The only relationships on offer were ones that could lead to a child.

ME2:
- 3 female partners for male Sheppard.
- 3 male partners for female Sheppard.
- 3 female partners for either Sheppard. None of which grant the achievement, and one of them kills Sheppard during sex.
Relationships that could not lead to a child were added, but the achievement is valuing the lesbian relationships as less than the heterosexual ones. No homosexual relationship for a male Sheppard, no NPCs that were exclusively homosexual.

It wasn't until ME3 that Bioware gave us exclusively homosexual characters.

I haven't played the Dragon Age games, so I can't comment on them.

Re: Even Teenage Boys Think Women Are Over-Sexualized in Gam

Posted: 2015-07-20 05:55pm
by Starglider
With Bioware it seemed more like the writers cared about this on a personal level than EA market research feeding back into the game design. They could do it because putting those relationships in didn't really take anything from the rest of the game (just a tiny fraction of the dev budget). Games with a smaller cast and non-branching plot (i.e. non-RPGs) take more risk.

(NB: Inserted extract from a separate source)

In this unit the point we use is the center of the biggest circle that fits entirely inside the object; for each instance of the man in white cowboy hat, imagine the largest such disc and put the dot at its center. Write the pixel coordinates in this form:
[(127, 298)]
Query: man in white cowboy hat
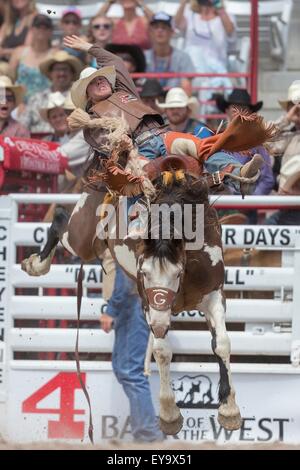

Re: Even Teenage Boys Think Women Are Over-Sexualized in Gam

Posted: 2015-07-21 12:07pm
by TheFeniX
bilateralrope wrote:They may be that now. But the options in ME1 and 2 were lacking.
My quote was more tongue-in-cheek. That said, homosexual options aren't relevant to the over-sexualization of women. Though I am glad someone is willing to add them because it's fairly obvious they do not detract away from the game like people claimed they would. ME3 had multiple issues, none of which were related to same-sex ugly-bumpin.'

Re: Even Teenage Boys Think Women Are Over-Sexualized in Gam

Posted: 2015-07-21 02:01pm
by Civil War Man
bilateralrope wrote:I haven't played the Dragon Age games, so I can't comment on them.
Just to provide this information for the Dragon Age games for completion's sake:

Dragon Age: Origins had
1 male partner for female Wardens
1 female partner for male Wardens
1 male partner for male or female Wardens
1 female partner for male or female Wardens
So it had options for everyone, but didn't have any strictly homosexual characters. The two same-sex romance options were also available to the opposite sex.

In Dragon Age 2, all romance options were bisexual. All options were available to Hawkes of both sexes. There were no strictly homosexual characters, but there were also no strictly heterosexual characters.

Dragon Age: Inquisition had baseline 2 male and 2 female romance options for both male and female Inquisitors (one same sex, one opposite sex, and 2 bisexual options), plus 1 additional male option for female human or elf Inquisitors and 1 additional male partner for only female elf Inquisitors.

Getting beyond romance options, though, I'm pretty sure that Inquisition is the first game I've played that had a transman NPC.